The work deserves all he can give of time, energy, talents, knowledge, genius, and, indeed, far more than he possesses, to do it well. Flippancy and the pulpit are "far as the poles asunder." The rounded period and the graceful intonation, the tricks of rhetoric and the froth of a gaudy declamation, a display of logical acumen or wide research, flashes of eloquence and flowers of oratory, the polished phrases, poetic beauties, elegant sentiments, and brilliant perorations which astonish an audience like an explosion of pyrotechnics—baubles of childhood of which many are so fond—are, when exhibited in the pulpit, out of harmony with the place and the theme, inconsistent with those immortal destinies which perchance are hanging on the preacher's lips, and a playing with that dread eternity in which minister and people will be alike speedily engulfed. "They watch for souls as one that must give account."

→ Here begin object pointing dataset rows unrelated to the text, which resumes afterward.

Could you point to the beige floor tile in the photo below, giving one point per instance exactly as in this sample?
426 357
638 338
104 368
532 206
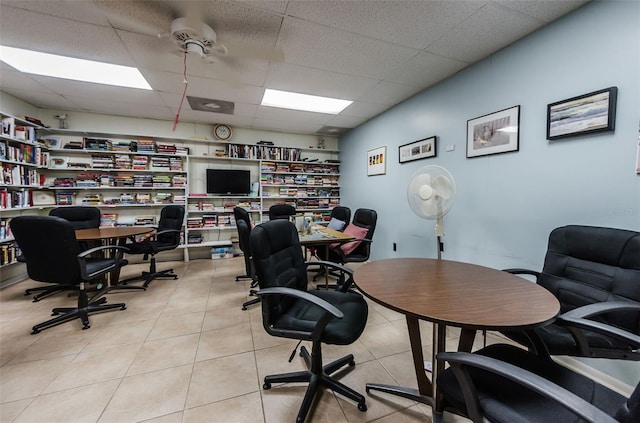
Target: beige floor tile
29 379
223 342
149 395
223 318
9 411
245 408
385 339
222 378
96 365
79 405
177 306
164 353
122 333
176 325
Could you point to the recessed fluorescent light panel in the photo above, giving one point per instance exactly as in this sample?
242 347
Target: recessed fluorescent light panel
308 103
28 61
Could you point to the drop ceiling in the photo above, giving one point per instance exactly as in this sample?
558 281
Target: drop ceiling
376 53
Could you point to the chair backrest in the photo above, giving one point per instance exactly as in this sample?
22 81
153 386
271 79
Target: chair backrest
281 211
80 217
171 217
49 247
278 259
244 232
341 213
588 264
364 218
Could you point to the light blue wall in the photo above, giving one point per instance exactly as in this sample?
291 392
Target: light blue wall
507 204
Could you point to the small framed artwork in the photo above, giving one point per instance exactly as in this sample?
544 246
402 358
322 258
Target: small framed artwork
494 133
417 150
377 161
585 114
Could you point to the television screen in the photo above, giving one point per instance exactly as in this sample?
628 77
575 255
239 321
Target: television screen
228 181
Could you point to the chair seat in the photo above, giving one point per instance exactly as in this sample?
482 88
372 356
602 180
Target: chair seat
559 340
304 316
507 401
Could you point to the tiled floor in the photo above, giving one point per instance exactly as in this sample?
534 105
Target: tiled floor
184 351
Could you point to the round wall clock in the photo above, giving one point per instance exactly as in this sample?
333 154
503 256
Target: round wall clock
222 132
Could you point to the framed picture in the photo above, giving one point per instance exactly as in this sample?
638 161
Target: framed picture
377 161
585 114
417 150
494 133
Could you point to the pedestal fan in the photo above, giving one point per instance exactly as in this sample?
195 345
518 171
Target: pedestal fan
431 194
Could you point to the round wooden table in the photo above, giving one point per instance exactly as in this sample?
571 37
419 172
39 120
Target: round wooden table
446 292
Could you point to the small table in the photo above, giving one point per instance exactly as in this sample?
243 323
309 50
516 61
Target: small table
113 236
445 292
321 236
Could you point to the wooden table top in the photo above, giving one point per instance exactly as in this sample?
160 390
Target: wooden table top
111 233
458 294
322 235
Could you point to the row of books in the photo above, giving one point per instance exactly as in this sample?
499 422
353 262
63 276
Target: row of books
15 199
15 174
8 253
270 167
263 152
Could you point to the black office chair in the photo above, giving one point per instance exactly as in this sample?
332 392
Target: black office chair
53 255
340 214
281 211
243 224
80 217
506 384
362 227
290 311
165 238
242 215
595 272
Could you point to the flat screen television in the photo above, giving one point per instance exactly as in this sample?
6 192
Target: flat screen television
228 181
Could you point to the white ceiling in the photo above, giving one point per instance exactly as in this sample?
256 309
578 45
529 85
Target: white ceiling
376 53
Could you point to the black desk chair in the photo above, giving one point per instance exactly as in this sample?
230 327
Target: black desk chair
506 384
165 238
281 211
53 255
595 272
80 217
290 311
362 227
243 224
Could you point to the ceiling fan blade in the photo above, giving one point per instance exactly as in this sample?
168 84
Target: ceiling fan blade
253 52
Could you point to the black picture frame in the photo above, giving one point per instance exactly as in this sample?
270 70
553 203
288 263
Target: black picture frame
421 149
590 113
495 133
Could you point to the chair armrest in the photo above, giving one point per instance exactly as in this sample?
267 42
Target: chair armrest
579 318
117 252
331 311
519 271
540 385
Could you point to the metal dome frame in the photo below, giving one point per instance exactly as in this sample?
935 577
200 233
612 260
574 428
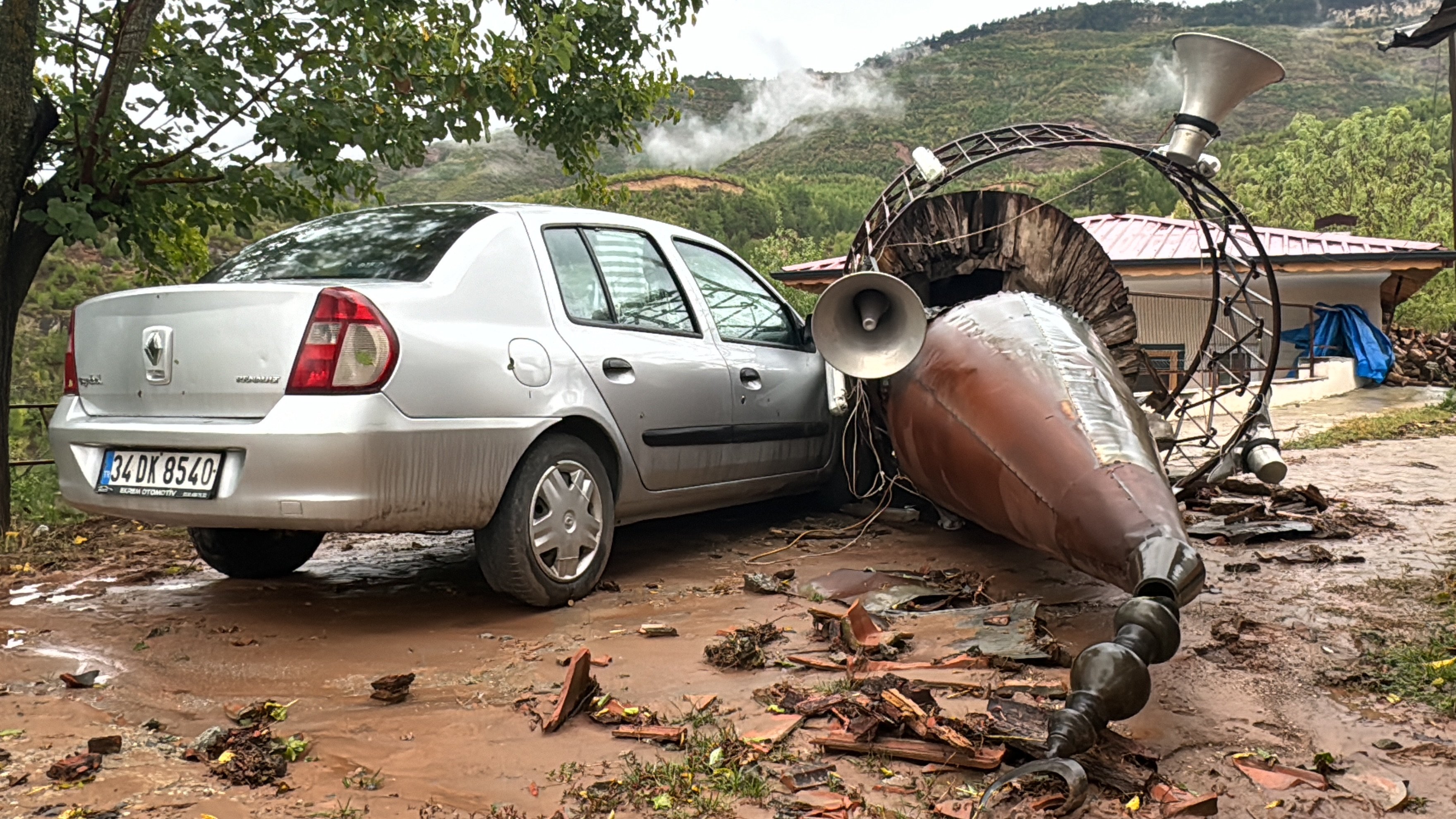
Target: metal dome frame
1235 330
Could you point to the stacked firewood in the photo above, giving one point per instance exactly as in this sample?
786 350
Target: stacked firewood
1423 359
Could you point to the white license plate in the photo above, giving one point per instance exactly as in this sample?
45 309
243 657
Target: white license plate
153 473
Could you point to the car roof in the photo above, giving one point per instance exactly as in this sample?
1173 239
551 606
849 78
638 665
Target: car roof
587 216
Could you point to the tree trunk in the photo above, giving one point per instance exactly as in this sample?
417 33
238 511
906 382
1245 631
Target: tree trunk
25 123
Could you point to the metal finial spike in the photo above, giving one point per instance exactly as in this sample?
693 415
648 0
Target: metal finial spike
1069 770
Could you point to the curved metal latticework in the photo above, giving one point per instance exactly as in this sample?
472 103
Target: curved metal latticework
1225 384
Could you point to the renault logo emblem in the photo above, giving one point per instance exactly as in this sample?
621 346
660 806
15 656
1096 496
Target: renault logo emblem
156 350
153 349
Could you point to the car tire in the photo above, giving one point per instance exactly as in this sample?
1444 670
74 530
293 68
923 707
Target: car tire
551 535
255 554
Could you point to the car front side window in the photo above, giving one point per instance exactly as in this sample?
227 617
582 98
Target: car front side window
740 305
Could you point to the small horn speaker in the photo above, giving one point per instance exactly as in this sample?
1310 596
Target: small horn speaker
1219 73
870 326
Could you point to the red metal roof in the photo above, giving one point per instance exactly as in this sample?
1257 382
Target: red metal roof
1148 239
1152 238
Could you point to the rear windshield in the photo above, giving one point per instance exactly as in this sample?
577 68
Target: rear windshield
401 244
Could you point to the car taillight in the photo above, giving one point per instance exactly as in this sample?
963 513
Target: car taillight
347 347
73 385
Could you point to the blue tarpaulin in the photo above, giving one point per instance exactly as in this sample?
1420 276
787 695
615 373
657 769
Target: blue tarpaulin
1346 330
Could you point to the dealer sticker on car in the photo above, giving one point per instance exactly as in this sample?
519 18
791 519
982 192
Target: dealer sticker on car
160 474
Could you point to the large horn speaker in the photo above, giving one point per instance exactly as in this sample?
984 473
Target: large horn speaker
870 326
1219 73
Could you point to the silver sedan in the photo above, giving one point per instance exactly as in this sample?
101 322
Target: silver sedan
535 374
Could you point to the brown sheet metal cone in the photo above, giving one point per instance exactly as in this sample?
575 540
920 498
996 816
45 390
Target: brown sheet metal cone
1015 417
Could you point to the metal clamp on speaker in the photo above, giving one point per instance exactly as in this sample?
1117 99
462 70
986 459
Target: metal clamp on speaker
1219 73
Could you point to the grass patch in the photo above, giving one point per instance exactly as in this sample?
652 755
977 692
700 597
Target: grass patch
1422 669
1420 421
714 773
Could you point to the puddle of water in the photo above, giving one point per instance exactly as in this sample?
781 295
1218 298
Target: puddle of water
85 659
57 595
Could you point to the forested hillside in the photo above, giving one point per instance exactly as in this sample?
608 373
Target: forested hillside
1107 65
783 171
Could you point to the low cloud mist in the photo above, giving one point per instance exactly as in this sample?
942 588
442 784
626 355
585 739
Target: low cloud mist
1161 91
771 107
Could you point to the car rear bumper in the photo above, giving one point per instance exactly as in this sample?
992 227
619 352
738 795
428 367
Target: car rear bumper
318 462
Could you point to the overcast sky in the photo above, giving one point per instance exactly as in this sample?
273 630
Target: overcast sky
761 38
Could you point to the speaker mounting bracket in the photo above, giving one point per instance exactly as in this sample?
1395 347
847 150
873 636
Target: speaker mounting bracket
1225 385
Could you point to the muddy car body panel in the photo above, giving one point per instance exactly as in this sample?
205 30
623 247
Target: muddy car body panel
488 359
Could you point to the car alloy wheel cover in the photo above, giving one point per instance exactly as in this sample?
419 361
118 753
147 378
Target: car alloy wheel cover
567 522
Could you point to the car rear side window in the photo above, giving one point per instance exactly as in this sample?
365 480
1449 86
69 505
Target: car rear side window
742 308
402 244
628 283
577 275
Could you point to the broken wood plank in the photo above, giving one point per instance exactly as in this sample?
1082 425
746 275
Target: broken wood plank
661 733
574 691
988 758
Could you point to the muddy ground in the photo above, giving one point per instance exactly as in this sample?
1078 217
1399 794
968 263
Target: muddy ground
177 643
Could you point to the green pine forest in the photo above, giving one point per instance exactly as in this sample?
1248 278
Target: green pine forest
1352 130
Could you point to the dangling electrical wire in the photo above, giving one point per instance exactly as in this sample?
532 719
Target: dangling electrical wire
858 428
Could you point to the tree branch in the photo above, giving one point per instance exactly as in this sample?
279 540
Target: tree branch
178 180
203 140
137 19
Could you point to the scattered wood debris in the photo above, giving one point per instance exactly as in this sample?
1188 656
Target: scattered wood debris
1272 776
577 690
81 680
75 769
1177 802
1422 359
742 648
104 745
676 735
392 688
809 776
1244 512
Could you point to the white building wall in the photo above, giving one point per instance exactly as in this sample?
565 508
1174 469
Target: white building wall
1173 323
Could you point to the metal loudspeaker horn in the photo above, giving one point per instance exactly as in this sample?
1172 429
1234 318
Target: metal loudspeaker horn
1219 73
870 326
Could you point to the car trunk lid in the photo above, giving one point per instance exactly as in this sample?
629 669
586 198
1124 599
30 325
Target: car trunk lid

A Christian minister not in earnest is the greatest anomaly under heaven. An "ambassador for Christ," with the issues of eternity perhaps depending on his faithfulness, if he feels not the responsibility of his office, or can lose sight of his great work in the gratification of a weak and irritable vanity, is, whatever his excellences as a man, without a call to the ministry of the gospel.


Fidelity and earnestness will be ever blended with love. The essence of the gospel is love. The spirit that prompted the Redeemer's humiliation was boundless love. The spirit in which he taught was ineffable love. "God is love." The spirit of the Christian ministry must be one of forbearance, tenderness, and compassion. There is no place in it for the furor of human passion, for imperious censures, and angry reproof. Preachers of the gospel may not declare God's awful threatenings with the tones and gesticulations of human passion, wielding with wrathful vehemence the thunderbolts of Deity, as if the petulance of the ambassador could give importance to the message; the sterner portion of the truth must be declared under a remembrance that it applies as much to themselves as to their hearers, with the deepest solicitude, and the winning tenderness of affection.


Where these elements exist there will be found also purity of aim. "Christ's servants" will seek to "approve themselves to him." Their stewardship will be discharged under the constant impression of the Master's presence and inspection. They will commend themselves to every man's conscience, as in the sight of God."


They have not entered upon "the priest's office" to "eat a piece of bread." That is the last place where a prudent man would seek it; for it has not been the practice of Christ's people to lay many snares of that kind in their ministers' paths. Neither do they seek human applause. If it be grateful to enjoy the esteem and confidence of their flocks, they will not make the pulpit minister to a morbid vanity, a desire of display, a craving after notoriety, or an ambition for fame.


The pulpit is the sphere where such sentiments would have the least chance of gratification, for their exhibition there awakens indignation and disgust. The road to fame is open everywhere else, but the outside world that rewards genius with its wreaths is too opposed to evangelical religion to think highly of its teachers, unless extraordinary powers compel a reluctant homage; only genius of the highest order can in the pulpit acquire distinction, still less attain imperishable renown.


The minister of Christ aims not at the approval of his hearers, except so far as he is faithful to his message. They have committed to him the dispensing of divine truth, and he seeks to commend himself to them only "in the sight of God." If they approve not, yet he "abideth faithful." "Blessed is that servant, whom his Lord when he cometh shall find so doing." (Luke 12:43)


May all the preachers of the gospel be so endowed with the Holy Spirit, and so earnestly discharge their office, that every man must "so account of" them, not as miserable hirelings, religious adventurers, vain and flippant self-seekers, or empty professional declaimers, but as "the ministers of Christ and stewards of the mysteries of God."


Then will pastors and people rejoice together. Their union will be holy and blessed, and though suspended for a season by the last enemy, it will be renewed amid the sublimer fellowships of the heavenly world, and perfected amid the everlasting anthems of the skies.